Пауза затянулась, Тома не прерывает ее. Незачем сразу же вызывать мужа Луизы на откровенность.

– Не знаю, как начать. С чего начать, – наконец произносит Ромен.

Всегда начинайте с конца, не произносит вслух Тома. Если вы думаете, что жизнь – это книга, конца вы не увидите.

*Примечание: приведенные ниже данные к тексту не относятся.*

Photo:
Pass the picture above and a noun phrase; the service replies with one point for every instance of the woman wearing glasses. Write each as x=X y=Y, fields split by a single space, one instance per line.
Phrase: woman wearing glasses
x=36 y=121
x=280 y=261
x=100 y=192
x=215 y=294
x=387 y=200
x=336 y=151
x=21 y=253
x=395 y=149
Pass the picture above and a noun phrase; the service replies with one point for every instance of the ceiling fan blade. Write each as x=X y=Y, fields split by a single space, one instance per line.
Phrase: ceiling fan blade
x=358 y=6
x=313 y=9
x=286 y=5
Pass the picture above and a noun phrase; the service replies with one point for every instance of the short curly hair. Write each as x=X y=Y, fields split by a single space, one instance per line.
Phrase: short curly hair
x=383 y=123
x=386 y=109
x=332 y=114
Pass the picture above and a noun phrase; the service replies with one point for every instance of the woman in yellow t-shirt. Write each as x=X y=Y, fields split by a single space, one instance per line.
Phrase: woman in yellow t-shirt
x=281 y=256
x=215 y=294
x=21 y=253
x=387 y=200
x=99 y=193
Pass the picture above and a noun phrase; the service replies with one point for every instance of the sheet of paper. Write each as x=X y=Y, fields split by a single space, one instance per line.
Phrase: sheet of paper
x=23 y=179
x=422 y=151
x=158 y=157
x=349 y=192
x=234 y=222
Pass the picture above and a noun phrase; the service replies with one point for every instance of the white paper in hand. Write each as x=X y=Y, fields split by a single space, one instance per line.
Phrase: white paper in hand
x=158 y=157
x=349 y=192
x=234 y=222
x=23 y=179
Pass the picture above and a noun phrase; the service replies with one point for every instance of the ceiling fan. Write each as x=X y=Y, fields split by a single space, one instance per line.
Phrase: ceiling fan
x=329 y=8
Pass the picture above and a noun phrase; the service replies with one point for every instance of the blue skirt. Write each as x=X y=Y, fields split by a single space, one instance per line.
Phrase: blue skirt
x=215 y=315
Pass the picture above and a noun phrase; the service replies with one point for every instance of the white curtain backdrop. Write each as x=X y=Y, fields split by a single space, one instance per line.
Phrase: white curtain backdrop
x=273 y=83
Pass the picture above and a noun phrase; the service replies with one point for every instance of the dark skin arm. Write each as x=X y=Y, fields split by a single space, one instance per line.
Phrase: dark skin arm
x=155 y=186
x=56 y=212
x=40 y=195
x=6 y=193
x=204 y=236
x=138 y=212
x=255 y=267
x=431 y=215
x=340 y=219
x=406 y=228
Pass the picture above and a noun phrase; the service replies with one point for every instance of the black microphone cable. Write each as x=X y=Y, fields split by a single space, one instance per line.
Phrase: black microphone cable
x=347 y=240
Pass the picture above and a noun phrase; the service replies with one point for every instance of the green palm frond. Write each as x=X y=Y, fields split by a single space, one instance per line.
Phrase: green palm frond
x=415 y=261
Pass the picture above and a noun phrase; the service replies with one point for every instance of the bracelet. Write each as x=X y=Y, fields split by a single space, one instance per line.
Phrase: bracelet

Вообще‐то, как ни странно, эта встреча вполне могла бы обернуться чем‐то вроде психоаналитического сеанса. Один человек приходит к другому со своим секретом, который на самом деле не совсем секрет и который ему придется открыть. И этот человек не особенно разговорчив.

– Ну ладно, – резко приступает к делу Фабьен-Ромен. – Коротко говоря, дело вот в чем: я женат, у нас двое детей, моя жена встретила другого и сказала мне, что собирается меня бросить. Все очень просто. Мне очень… плохо, но я не думаю, что психоанализ поможет. Это ведь длится не один год, а уходит она прямо сейчас.

Ромен смолкает. Тома открывает блокнот, что‐то записывает, собираясь с духом, и наконец не выдерживает:

– Вы ведь Ромен Видаль? Простите, но играть в кошки-мышки – не лучшая идея.

Ромен смотрит ему в лицо, потом переводит взгляд на подставку настольной лампы. Лицо его темнеет, он начинает часто дышать. Тома встает – поза отрешенно сидящего аналитика уже неуместна, —

подходит к окну, приоткрывает шторку. Он ждет, что Ромен даст волю гневу и горю. Но тот упорно молчит. Тома поигрывает шторкой, которая – очень кстати приходит ему в голову – называется жалюзи, что значит “ревность”. – Я понимаю, почему вы пришли. Мне тоже было любопытно узнать, какой вы. Я был на вашей лекции.

По улице проезжает скорая помощь, через стекло сирену еле слышно. Тома следит за машиной, звук угасает совсем. – Раз вы тут, у меня в кабинете, значит, чего‐то ждете от нашей встречи. Но я не знаю чего: не станете же вы просить меня, чтобы я разлюбил Луизу. – Нн… нет, нет, конечно, – шепчет Ромен, к нему вернулось юношеское заикание. – Вы пришли, чтобы заглянуть в лицо тому, в ком причина ваших бед. Это нормально.

Тома по‐прежнему смотрит на небо, на деревья во дворе. Наверняка Ромен ожидал увидеть соперника не таким. – Вы растеряны. Явившись сюда, прямо ко мне, вы хотели почерпнуть силы, чтобы отвоевать Луизу. Но я на пять лет старше вас, на десять – старше Луизы, иначе говоря, старик. Вы человек блестящий, знаменитый. Так почему же я? Ведь я ничем не лучше, даже наоборот.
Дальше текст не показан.